That's not true. It also has old, deprecated crypto. It still works, but it has problems, and not all installations support the same things. I am not well versed enough to regurgitate what other cryptographers here and elsewhere have said about it, but there are lots of problems.
That entirely works.Any sort of realistic crypto standard is going to have to support older systems right up to the point where any problems with those systems actually reduce security in some way. To do otherwise would be irresponsible to your users.
tl;dr: we seem to disagree on what users should want from age—confidentiality or also authentication—and that would lead not only to different design choices, but to drastically different UXs.
> ”Unfortunately, the age spec doesn’t document its threat model or the security goals it is intended to achieve ... Most importantly, the spec should define its security goals.”
I'm wondering if this feedback has been shared with age's author. To me at least is seems like a better place for this would be age's github issues instead of the author's blog.
I have a lot of trouble understanding the issue in the comparison with JOSE. The problem with JOSE's header was that many libraries offered an API that was "validate that this is a valid token using one of these keys", but a key was just one part of the unauthenticated header. An attacker could create a token that used one of the keys with an algorithm it didn't belong to and create a token that was signed by one of the whitelisted keys in a wrong algorithm. The solution was to make sure all the libraries had the API where the user whitelisted allowed values of the entire header: "validate that this is a valid token using one of these headers (alg+key)".
I'm not sure what the corresponding version of the first issue would be in age, and then why the answer wouldn't be for age to make sure to check the entire header against a whitelist instead of considering just a subset of it.

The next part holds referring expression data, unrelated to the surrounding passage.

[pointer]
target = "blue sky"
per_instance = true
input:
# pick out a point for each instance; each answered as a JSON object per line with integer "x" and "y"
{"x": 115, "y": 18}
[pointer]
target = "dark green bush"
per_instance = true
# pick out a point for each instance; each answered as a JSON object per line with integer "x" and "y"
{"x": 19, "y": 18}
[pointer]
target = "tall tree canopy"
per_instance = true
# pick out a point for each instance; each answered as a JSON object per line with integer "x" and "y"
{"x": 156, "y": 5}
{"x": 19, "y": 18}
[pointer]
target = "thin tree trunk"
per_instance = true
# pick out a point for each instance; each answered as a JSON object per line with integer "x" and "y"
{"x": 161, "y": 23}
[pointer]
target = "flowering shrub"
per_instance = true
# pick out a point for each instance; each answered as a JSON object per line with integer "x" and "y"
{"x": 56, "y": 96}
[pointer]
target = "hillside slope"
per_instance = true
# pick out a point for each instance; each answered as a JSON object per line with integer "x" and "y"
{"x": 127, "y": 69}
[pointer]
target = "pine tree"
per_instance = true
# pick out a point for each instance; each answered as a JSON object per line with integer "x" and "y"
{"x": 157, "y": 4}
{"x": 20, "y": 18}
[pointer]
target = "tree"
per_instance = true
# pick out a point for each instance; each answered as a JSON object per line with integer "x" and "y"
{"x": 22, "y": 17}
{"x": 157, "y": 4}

Yes, but no such tool exists (yet) as far as I’m aware. You also need to tie the chunks together so that they cannot be rearranged, duplicated, or deleted.
You also need to be careful about what you think this tells you. For example, suppose you ran a competition where the winner is the first person to upload an encrypted+signed correct answer to a shared folder. An attacker can wait for somebody to upload the winning answer and then simply strip the real winner’s signature off and sign the encrypted blob (which they can’t decrypt) with their own private key - hurray, the attacker has now won the prize!
If you reverse the order of signing and encryption you can run into bugs like [1].
You can securely combine public key encryption and signatures by including extra metadata fields inside each layer. Or you can use a function that provides public key authenticated encryption like NaCl’s crypto_box or the mode I’ve proposed for JOSE [2].
As a user, if I have a key and an encrypted file, aside from actually decrypting the file, all I care about is ensuring that the software can confirm that the encrypted file was encrypted using the same key. Why should this be complicated?